Report: Associations Plan to Invest More in Marketing Tech
Marketing General Incorporated’s new survey shows association professionals optimistic about their prospects, but eager to make changes.
According to a new report, association professionals are entering 2025 feeling optimistic about membership and revenue, but are looking to improve their technological savvy to better engage with their audiences.
Marketing General Incorporated’s 2025 Association Outlook Report, published last month, is based on responses from nearly 300 association professionals surveyed last September. Overall, they see positives in the coming year, with 63 percent of respondents anticipating membership growth and 74 percent expecting increased member engagement.
But respondents expect to have to invest to earn those increases: A majority of professionals say they intend to spend more on member marketing (56 percent) and new technology (53 percent).
“Probably the biggest a-ha [from the report] is a real focus on technology and using that to increase operational efficiency,” said MGI Senior Vice President Tony Rossell. “The level of sophistication that is required by associations now to manage their marketing and membership is really exploding, from data analytics to digital marketing to artificial intelligence. There’s a big learning curve ahead for associations.”
For instance, Rossell said, associations can’t rely on email as much as they have in the past; email client providers like Google and Yahoo have set tighter restrictions on unopened emails that make it more likely for associations to be categorized as a spammer. In light of that, 37 percent of associations in the new survey said they “plan to supplement their email use with additional channels.”

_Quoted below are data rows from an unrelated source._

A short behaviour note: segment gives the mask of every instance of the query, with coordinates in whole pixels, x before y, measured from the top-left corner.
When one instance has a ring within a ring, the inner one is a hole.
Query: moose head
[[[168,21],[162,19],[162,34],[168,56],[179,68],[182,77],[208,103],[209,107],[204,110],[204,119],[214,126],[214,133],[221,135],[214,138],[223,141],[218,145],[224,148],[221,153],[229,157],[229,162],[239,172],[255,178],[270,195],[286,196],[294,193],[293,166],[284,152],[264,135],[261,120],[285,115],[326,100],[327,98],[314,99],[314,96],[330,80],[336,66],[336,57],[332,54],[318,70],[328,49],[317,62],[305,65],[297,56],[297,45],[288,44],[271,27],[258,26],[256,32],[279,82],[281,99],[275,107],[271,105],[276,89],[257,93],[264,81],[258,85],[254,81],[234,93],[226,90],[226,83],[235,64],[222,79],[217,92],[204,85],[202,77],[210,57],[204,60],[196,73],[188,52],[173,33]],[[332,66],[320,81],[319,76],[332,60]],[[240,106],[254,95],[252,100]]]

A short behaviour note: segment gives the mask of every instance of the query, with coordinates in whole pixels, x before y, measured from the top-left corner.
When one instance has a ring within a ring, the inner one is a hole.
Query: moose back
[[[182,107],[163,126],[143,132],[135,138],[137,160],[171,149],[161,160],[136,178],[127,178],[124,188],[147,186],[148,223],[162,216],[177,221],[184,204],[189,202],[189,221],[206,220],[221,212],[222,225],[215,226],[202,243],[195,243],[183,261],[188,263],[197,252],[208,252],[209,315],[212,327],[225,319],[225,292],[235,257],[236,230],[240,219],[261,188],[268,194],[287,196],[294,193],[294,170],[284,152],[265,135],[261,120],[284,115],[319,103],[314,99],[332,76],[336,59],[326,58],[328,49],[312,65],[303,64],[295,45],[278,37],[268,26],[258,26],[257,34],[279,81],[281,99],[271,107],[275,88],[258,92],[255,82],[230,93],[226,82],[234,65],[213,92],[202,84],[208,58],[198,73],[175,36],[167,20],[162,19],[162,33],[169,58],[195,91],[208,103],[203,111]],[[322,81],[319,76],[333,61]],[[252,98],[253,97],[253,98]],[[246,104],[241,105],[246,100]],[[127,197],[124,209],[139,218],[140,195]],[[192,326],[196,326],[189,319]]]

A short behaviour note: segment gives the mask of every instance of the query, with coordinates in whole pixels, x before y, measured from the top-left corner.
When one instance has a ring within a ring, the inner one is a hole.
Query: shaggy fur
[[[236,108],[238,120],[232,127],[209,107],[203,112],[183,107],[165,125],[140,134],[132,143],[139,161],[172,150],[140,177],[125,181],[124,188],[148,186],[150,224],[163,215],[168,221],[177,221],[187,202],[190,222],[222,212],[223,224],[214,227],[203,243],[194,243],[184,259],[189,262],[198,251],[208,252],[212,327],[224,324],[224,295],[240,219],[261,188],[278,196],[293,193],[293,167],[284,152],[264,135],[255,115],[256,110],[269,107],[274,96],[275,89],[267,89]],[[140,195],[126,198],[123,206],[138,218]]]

“People are probably going to see more and more challenges with email, so they’re going to have to look at alternate ways of communicating with people,” Rossell said, noting the rising popularity of tools such as ringless voicemail and site retargeting, where web ads follow users as they surf, reminding them of an association’s products and services.

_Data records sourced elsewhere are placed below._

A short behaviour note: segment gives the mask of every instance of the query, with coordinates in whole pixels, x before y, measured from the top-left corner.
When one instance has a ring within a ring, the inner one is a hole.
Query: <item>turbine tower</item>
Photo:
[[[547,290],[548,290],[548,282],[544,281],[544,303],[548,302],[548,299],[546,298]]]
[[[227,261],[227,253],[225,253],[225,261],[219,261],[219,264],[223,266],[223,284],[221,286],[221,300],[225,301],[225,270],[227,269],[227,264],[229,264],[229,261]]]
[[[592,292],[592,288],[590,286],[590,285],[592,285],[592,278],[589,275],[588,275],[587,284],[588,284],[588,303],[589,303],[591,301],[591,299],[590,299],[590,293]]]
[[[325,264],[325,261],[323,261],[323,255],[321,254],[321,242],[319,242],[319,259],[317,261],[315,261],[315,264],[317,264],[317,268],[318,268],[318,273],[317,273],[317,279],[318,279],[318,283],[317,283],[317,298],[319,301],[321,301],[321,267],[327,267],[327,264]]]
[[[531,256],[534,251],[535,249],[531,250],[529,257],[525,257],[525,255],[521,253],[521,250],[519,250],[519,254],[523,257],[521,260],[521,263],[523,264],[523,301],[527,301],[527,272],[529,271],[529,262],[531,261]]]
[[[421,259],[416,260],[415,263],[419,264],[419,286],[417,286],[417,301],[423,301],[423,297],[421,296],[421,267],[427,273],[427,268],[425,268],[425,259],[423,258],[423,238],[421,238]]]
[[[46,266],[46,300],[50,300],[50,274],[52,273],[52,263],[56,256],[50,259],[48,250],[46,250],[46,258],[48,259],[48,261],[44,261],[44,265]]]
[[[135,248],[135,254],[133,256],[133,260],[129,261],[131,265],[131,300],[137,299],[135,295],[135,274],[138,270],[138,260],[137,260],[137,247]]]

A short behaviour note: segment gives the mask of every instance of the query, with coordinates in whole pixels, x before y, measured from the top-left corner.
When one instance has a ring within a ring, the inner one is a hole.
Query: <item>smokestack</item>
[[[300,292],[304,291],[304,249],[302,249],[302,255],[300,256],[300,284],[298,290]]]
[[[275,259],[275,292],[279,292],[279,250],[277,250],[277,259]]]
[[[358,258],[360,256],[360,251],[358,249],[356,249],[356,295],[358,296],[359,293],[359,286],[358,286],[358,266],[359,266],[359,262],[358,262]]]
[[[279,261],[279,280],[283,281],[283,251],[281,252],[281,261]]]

Even so, associations continue to demonstrate hesitance around AI adoption. According to the report, only 3 percent say they currently use AI “to improve member services,” and only 19 percent say they intend to in 2025. And even among those that do plan to use AI, the majority (68 percent) say they intend to use it for content creation, not member analytics. “I think that’s an indication of the late adoption tendency in associations, and also the ethical, privacy, legal issues that they’re probably wrestling with,” Rossell said.
Even more old-school behavior is evident in another finding: 43 percent of association professionals say they plan to emphasize publications and information resources in their member messaging, triple the percentage of the previous year’s survey. (Education, training, and networking remain the most common messaging subjects, consistent with past years.) That statistical outlier may speak to associations recognizing the need to create unique members-only content, Rossell said.
“Clearly associations know that the lever to keep getting members is to provide relevance and content that they can’t get anywhere else,” he said. “A CEO one time told me, ‘Why do people need membership? They have Google.’ So I think that they realize that’s a critical element that they have to deliver to people.”